Similar content being viewed by others
Explore related subjects
Discover the latest articles, news and stories from top researchers in related subjects.Avoid common mistakes on your manuscript.
Introduction
During the last decade, techniques for percutaneous coronary artery intervention (PCI) of chronic total occlusion (CTO) have developed significantly, leading to the success rate of 85–90% in hands of dedicated operators [1]. Although PCI of CTO does not reduce major adverse cardiovascular events (MACE), there may be significant improvement in the quality in life [2]. However, such benefits of PCI CTO are likely only if significant myocardial viability is present in the CTO territory. The evaluation of myocardial viability before PCI is therefore of interest.
Various factors may modify the natural course and size of myocardial infarction in the acute stage: duration of ischemia, size, and location of occlusion, coronary cardioprotective medication and coronary artery anatomy [3]. The extent and duration of reduced or total stoppage of blood flow and oxygen supply are determinants of partial (chronic) or total ischemia.
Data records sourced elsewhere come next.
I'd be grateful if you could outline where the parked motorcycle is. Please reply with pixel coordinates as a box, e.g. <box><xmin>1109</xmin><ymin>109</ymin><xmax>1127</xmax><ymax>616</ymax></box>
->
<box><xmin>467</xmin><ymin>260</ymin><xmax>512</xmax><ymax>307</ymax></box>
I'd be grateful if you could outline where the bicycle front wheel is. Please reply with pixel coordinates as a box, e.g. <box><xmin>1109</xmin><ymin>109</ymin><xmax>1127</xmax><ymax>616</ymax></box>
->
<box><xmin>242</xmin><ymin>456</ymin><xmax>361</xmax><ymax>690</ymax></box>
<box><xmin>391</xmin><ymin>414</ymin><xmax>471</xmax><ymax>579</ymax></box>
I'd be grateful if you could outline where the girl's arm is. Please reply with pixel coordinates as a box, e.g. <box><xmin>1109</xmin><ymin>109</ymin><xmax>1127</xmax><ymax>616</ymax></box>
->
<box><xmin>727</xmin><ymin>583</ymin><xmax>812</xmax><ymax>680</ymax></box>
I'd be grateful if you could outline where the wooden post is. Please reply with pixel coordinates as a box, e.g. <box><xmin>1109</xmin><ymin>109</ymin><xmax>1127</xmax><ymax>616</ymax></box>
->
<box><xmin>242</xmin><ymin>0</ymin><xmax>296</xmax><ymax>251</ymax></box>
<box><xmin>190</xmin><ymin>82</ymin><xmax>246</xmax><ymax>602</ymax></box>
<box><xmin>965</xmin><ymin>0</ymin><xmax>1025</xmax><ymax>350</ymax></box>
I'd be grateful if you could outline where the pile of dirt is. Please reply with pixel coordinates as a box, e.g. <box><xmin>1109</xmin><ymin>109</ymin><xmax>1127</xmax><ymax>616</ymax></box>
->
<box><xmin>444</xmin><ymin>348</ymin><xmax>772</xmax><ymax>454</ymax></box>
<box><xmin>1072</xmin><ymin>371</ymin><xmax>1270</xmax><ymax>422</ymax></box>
The development and/or opening of pre-performed collateral coronary vasculature (arteriogenesis) are thought to be one of the very important factors limiting chronic ischemia [4], and through this keeping the myocardium viable [3,4,5,6,7,8,9].
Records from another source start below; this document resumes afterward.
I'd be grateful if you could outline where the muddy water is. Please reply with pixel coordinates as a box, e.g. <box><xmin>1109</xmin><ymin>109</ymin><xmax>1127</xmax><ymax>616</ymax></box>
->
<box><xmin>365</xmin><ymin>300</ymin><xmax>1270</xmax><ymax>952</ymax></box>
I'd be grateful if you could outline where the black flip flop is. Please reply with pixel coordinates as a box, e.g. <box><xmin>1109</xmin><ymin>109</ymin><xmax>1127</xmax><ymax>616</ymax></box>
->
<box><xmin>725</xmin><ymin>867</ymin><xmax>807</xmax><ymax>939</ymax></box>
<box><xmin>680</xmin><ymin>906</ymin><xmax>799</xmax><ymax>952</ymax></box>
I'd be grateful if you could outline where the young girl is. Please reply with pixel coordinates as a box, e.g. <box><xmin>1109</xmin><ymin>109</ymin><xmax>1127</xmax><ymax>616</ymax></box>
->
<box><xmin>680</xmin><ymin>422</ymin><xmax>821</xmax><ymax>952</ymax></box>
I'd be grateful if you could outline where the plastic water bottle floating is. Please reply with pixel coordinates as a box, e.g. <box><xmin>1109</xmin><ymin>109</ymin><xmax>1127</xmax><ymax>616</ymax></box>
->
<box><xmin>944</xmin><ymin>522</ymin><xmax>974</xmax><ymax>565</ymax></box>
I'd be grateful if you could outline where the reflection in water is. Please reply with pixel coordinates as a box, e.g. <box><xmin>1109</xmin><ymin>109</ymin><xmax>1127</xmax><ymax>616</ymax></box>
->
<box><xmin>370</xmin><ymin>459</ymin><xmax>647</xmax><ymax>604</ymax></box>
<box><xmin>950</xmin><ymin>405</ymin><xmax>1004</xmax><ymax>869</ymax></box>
Various clinical studies have demonstrated results in support of a close relationship between the presence of collateral coronary circulation and myocardial viability [10,11,12,13,14,15,16,17,18], whereas several other studies could not confirm this hypothesis [19, 20].
We addressed the relationship between extent of collateral supply in the CTO territory assessed with conventional coronary angiogram (CCA) and myocardial viability using magnetic resonance imaging (MRI), which is a gold standard for myocardial viability imaging, although different modalities are being used for the evaluation [21, 22].. The goal of this prospective study was to elucidate using sophisticated imaging methods the positive relationship between the presence of functioning coronary collateral circulation and the amount of viable myocardium in patients with CTO as defined by the consensus document from the Euro CTO club [23].
Methods
Study population
Forty-two patients were recruited for our study between 2011 and 2018 after an elective CCA revealed a CTO. Within 1 month of diagnosis all patients were studied by Cardiac Magnetic Resonance (CMR) using a standard protocol using intravenous contrast agent (Gadovist, Bayer). In conjunction with the patient’s informed consent form, patient history data was obtained using a questionnaire. Questions about smoking, diabetes, hypertension, statins therapy, a positive family history of coronary heart disease, regular exercise and angina pectoris were answered with a yes/no answer option. Late gadolinium enhanced images were obtained 10 min after contrast administration and used for evaluation of myocardial viability defined as less than 50% transmural enhancement. Two of the patients revealed late enhancement patterns suggestive of infiltrative cardiomyopathy. In two patients the re-evaluation of CCA could not confirm a CTO lesion. These four patients were excluded from further analysis with a final number of 38 patients enrolled in the study. The study was approved by the National ethics committee of Slovenia.
CCA
In the clinical setting CCA is used as gold standard for depicting coronary collaterals. For comparative angiographic assessment of visible coronary collateral vessels, Rentrop grading system was used [24, 25] (Table 1). The grading was performed by an experienced interventional cardiologist.
CMR
The CMR images were obtained using a 1,5 T scanner (Signa Excite, GE Waukesha, USA). The CMR protocol consisted of cine imaging steady-state free precession (SSFP) in two, four chamber and short axis views. A slice thickness of 8 mm with 2 mm spacing was used. Late gadolinium enhancement (LGE) images were obtained 10 min after contrast administration using a segmented gradient echo inversion recovery LGE sequence. Short axis views with a slice thickness of 8 mm without spacing were obtained. Long axis images were obtained in every of the 17 segments and additional images if delayed enhancement was present.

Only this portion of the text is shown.